Stop an interstate asbestos scheme
Lawsuit abuse often goes as far as it does because judges tolerate it.
Not the case with California's Aurelio Munoz. The Los Angeles Superior Court judge stunned the Dallas plaintiff's law firm of Waters, Kraus, & Paul last month, excoriating it for playing "grisly games" in asbestos lawsuits and calling on the appellate court to intervene.
Judge Munoz ripped the lid off an effort by asbestos plaintiff's lawyers who are using state law differences as a means to unfairly pressure defendant companies to settle.
"The main theme seems to be settle or we'll run up the attorneys' fees so high that it is cheaper to settle," Munoz wrote. "(This) seems to be a type of judicially sanctioned extortion."
That's assuming the judges go along with the scheme, which by design begins with filing a lawsuit in Texas, then ends with settling it for big paydays in California.
Thanks to tort reform, Texas now is a bad place to file a frivolous lawsuit if you're an asbestos lawyer. If your plaintiff cannot identify the defendant's product that supposedly caused injury during their deposition, our state law allows the case to be dismissed. That's a fair outcome.
But on another level, Texas remains the ideal place to conduct depositions in these asbestos cases, because of our state's "six-hour" rule. Defense lawyers only have six hours to question accusers--an insufficient time that must be cut up amongst dozens of defendants named in each asbestos case.

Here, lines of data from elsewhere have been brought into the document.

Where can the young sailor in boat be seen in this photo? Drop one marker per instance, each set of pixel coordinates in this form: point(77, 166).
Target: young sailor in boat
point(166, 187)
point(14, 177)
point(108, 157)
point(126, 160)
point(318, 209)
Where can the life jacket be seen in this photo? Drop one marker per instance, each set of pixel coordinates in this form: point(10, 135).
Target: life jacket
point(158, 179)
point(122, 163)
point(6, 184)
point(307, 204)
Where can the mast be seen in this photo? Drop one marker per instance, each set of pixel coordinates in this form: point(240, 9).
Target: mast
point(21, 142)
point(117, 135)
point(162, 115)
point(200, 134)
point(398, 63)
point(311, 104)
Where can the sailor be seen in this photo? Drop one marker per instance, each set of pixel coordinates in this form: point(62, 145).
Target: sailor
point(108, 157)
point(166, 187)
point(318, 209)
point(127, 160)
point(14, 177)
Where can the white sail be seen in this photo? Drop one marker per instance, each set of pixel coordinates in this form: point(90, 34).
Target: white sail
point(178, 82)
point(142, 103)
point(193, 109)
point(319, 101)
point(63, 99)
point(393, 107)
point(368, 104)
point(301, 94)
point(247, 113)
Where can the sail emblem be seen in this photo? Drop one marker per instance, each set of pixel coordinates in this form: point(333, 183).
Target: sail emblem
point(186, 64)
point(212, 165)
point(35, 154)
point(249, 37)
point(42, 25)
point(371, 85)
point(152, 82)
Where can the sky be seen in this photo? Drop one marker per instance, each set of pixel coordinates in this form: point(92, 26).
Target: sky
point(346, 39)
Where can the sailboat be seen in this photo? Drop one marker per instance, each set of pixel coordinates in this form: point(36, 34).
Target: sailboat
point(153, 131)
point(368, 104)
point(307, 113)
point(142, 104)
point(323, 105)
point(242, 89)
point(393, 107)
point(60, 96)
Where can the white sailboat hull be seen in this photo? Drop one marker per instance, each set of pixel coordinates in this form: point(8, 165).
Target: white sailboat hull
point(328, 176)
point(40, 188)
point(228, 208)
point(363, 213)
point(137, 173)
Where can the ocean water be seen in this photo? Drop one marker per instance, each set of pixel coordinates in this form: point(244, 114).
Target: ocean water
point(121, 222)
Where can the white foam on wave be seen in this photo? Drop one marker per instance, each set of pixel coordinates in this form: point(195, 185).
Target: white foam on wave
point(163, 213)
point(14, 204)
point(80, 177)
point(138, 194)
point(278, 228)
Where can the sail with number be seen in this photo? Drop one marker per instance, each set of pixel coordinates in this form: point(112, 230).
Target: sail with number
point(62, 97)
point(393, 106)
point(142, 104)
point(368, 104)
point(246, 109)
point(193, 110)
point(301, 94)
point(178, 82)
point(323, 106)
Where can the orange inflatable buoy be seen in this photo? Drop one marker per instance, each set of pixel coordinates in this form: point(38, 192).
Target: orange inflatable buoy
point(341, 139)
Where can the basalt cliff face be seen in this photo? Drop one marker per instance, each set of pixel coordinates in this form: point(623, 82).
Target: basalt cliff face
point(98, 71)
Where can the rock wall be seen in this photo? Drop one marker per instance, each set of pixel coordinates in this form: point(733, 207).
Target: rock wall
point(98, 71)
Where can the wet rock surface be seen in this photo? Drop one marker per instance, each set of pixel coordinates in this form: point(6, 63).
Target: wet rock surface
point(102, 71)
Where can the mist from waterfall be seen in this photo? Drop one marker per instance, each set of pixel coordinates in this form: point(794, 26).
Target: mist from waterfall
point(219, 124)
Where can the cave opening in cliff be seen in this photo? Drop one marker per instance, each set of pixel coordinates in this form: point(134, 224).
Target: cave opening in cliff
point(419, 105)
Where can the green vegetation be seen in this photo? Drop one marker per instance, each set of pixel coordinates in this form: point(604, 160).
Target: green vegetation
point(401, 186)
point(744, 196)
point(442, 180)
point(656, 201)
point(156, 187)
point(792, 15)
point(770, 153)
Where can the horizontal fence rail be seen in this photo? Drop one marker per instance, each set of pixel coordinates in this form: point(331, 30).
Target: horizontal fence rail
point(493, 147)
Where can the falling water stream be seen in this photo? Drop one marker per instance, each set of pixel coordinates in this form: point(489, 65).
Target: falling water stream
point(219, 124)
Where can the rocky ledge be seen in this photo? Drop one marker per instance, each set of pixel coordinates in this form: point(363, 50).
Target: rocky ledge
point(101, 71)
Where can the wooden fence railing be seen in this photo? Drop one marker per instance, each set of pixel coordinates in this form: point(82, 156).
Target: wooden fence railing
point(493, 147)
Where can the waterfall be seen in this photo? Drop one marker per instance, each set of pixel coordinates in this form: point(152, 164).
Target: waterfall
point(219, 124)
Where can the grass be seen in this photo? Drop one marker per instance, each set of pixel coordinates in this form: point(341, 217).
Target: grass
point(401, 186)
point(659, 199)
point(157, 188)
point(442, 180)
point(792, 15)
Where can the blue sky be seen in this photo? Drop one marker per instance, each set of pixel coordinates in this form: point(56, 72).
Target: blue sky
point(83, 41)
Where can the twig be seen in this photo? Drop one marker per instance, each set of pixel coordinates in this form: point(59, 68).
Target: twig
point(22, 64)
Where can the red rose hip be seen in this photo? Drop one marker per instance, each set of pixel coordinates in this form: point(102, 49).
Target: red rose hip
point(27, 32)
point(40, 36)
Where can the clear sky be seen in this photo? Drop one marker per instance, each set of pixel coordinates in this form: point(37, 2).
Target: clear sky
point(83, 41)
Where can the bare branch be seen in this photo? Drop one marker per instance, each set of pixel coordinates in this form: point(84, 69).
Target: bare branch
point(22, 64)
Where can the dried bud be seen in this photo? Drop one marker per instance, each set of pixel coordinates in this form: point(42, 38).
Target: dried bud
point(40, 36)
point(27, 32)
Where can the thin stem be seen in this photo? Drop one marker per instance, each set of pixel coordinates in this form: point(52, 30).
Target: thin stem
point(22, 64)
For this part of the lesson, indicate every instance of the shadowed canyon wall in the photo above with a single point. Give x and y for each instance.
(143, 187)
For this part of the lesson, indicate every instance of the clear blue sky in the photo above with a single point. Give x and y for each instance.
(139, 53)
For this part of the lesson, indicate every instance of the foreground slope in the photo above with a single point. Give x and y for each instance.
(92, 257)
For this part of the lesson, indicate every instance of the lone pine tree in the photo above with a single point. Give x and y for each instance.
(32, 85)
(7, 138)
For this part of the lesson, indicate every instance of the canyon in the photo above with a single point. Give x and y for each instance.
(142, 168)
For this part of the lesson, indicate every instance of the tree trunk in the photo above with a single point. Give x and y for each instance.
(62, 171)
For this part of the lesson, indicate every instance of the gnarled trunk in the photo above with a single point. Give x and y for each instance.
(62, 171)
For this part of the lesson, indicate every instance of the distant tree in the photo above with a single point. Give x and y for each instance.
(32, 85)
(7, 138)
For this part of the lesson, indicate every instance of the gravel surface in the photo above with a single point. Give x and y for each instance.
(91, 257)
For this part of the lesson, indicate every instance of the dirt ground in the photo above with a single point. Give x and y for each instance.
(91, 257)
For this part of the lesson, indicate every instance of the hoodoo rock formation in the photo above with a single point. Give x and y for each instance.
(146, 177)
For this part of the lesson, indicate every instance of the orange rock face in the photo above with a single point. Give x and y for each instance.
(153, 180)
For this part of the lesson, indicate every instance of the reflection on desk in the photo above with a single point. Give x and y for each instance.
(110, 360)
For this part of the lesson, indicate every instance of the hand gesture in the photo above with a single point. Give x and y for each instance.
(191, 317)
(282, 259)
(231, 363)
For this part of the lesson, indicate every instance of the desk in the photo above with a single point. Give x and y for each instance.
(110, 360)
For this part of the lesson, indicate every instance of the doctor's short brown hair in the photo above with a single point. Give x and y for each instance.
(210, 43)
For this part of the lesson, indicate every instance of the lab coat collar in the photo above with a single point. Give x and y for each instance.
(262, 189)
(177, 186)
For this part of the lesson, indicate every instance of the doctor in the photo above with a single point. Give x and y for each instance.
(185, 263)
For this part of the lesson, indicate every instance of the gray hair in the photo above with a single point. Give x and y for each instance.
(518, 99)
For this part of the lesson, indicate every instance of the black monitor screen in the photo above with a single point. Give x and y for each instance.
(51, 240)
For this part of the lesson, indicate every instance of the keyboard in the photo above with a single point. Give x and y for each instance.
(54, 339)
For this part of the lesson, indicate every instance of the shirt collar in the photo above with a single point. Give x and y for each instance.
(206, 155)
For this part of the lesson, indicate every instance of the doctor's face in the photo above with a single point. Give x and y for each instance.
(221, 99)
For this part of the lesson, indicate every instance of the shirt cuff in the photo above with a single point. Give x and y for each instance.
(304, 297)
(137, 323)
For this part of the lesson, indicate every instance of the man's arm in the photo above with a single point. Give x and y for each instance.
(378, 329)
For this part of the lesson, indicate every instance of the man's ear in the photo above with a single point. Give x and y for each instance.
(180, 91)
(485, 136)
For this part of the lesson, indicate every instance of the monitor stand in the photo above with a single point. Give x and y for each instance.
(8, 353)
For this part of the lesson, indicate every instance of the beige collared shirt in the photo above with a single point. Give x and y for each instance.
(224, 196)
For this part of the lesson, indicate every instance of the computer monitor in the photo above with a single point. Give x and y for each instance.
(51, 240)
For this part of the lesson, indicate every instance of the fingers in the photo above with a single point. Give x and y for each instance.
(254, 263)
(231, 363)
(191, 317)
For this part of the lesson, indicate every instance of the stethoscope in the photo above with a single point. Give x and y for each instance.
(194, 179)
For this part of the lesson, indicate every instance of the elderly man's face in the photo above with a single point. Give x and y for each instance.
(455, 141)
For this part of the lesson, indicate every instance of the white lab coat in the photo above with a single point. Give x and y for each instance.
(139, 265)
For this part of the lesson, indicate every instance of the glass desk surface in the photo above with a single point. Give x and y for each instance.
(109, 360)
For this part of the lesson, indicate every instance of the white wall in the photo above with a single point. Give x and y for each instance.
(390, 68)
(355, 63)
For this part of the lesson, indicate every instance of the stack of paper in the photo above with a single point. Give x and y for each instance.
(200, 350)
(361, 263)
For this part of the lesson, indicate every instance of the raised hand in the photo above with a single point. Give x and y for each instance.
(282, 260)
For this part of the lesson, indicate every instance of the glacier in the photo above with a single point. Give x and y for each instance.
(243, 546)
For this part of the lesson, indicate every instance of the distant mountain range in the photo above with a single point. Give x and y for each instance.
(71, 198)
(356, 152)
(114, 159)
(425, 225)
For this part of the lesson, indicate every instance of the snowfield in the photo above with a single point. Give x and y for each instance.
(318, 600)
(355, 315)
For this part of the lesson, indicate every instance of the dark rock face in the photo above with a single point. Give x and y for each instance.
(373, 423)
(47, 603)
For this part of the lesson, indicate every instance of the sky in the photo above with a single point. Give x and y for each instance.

The unforeseen result: plaintiff's asbestos lawyers have been filing their lawsuits in Texas, taking the six-hour mandated depositions, then dismissing the cases and refiling in California, where the law is more plaintiff friendly and harder on defendants.
When those defendants ask the court for another deposition under California's non-time limited rules, the plaintiff's attorneys protest that the client is too sick and the court should use the Texas deposition--the one in which many defendants often never got a chance to ask questions of the alleged victim.
Therein lies the "extortion": defendants are deprived of the chance to get the evidence to get frivolous cases quickly dismissed. They're forced to do a cost-benefit analysis--pay the plaintiff's lawyer a nuisance settlement to go away, or pay expensive attorneys' fees to beat the claim at a far more costly full trial.
This doesn't have to be. More judges need to follow the lead of Judge Aurelio Munoz. The public would be the beneficiary and the system of justice would be free of this rule bending "extortion."